Esto no es tarea fácil y nos podemos desviar de camino. Por eso, necesitamos el espíritu de la sabiduría y la revelación, la luz en el corazón, la riqueza y el esplendor del amor de Dios para conocer cada vez más sus caminos (Ef 1,17-18 – 2da lect.).

Y como no somos capaces por nuestras propias fuerzas, contamos nada más y nada menos que con la fuerza de Dios. Se trata, como dice Pablo (Ef 1,19-21) del mismo poder y de la misma fuerza que Él desplegó al resucitar a Cristo de entre los muertos y darle asiento a su derecha en el cielo, por encima de todos los tronos y grandezas, poderes y autoridades, y de todos los seres en este mundo o en el otro. Esa es una poderosa razón para mantener viva la esperanza en la construcción de una humanidad nueva. Esa es una poderosa razón para comprometernos como Iglesia en la Causa de Jesús.

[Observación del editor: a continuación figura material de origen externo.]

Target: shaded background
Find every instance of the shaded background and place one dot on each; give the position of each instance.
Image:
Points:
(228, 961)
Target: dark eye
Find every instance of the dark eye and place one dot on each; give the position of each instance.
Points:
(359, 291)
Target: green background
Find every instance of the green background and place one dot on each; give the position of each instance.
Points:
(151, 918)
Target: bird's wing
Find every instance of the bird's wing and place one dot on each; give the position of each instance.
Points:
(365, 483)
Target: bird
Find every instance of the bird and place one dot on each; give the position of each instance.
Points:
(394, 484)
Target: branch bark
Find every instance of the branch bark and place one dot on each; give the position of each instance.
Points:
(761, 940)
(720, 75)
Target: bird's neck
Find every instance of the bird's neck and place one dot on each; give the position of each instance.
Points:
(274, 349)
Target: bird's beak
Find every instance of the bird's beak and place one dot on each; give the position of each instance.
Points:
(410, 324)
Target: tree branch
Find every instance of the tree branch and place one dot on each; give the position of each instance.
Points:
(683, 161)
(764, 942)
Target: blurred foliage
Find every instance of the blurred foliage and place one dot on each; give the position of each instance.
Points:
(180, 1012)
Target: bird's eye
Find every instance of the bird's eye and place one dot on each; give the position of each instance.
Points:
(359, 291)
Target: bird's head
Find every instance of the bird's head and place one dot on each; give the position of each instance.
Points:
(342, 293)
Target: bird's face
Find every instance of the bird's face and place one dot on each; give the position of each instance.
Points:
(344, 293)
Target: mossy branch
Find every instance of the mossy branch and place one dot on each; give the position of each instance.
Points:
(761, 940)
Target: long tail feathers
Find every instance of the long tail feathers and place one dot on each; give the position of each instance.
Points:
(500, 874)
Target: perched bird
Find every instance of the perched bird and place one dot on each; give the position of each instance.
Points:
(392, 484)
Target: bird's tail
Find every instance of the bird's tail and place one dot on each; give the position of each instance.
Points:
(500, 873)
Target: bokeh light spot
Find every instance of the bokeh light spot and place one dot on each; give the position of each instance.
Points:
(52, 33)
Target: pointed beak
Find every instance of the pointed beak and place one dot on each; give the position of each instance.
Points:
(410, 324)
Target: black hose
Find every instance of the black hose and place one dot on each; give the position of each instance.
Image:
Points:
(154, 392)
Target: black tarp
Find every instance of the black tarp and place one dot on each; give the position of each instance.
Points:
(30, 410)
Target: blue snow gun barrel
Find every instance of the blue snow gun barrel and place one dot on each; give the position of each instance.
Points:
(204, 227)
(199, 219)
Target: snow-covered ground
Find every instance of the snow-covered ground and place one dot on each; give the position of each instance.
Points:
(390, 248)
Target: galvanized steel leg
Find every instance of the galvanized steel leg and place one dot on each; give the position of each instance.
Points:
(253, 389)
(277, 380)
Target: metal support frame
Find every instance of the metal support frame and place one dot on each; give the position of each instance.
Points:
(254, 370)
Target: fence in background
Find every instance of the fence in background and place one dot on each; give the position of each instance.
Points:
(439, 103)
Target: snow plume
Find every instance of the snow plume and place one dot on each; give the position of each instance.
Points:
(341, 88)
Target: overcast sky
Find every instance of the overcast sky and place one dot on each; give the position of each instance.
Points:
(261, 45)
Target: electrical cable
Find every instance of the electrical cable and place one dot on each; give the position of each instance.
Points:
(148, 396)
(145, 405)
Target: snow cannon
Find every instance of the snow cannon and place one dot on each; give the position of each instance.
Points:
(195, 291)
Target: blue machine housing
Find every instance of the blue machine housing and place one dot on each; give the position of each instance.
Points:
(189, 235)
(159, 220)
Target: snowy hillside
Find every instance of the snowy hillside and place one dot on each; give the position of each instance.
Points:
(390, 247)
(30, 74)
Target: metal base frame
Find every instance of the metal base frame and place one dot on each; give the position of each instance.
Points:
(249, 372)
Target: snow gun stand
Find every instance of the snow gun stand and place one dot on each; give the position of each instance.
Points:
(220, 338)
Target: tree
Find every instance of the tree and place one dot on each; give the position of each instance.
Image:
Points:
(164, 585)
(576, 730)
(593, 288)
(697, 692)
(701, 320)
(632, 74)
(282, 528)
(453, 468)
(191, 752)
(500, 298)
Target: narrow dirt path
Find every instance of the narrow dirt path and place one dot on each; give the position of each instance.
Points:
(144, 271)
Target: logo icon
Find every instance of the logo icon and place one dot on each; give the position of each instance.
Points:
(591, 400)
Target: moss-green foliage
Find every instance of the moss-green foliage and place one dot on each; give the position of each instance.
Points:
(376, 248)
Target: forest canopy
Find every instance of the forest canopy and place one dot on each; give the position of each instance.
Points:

En el Evangelio encontramos una teofanía (manifestación de Dios) del resucitado en una montaña. Como la montaña de la tentación del poder (Mt 4,8), la montaña de las bienaventuranzas (Mt 5,1ss), o la montaña de la transfiguración (Mt 17,1ss). La actitud de los discípulos ante Jesús glorificado no fue la misma: unos se postraron, es decir, le creyeron y pusieron toda su confianza en Él, y otros dudaron.

El mensaje del Evangelio es muy concreto y diciente: a Jesús, quien rechazó la tentación del poder y llevó una vida pobre en el espíritu, le ha sido entregado todo poder en el cielo y en la tierra. En medio de un mundo que exalta a los hombres exitosos sin importar que estos hayan depuesto la dignidad de muchos seres humanos por exaltar sus bajos instintos de poder, el Evangelio presenta como paradigma a Jesús muerto y glorificado, el único que tiene verdadero poder en el cielo y en la tierra.

Inmediatamente viene el envío misionero de Jesús a sus discípulos en un monte de la mal vista y despreciada Galilea de los gentiles. Él sabe para qué es la autoridad. El pleno poder que Dios le ha dado a Jesús lo emplea no para vanagloriarse sino para enviar a sus discípulos a todos los pueblos con una misión muy concreta: bautizarlos, es decir, incorporarlos a una comunidad discipular, y enseñarles a guardar todo los que él ha mandado. El envío misionero viene acompañado de una promesa muy alentadora: “Yo estoy siempre con ustedes hasta el fin de los tiempos.” (Mt 28,20). Él no nos prometió la ausencia de problemas y la paz perpetua, es más, muchas veces insistió en la necesidad de asumir la cruz. Pero sí nos prometió su presencia hasta el fin de los tiempos, es decir, hasta la victoria final, hasta que en Cristo todas las cosas lleguen a su plenitud.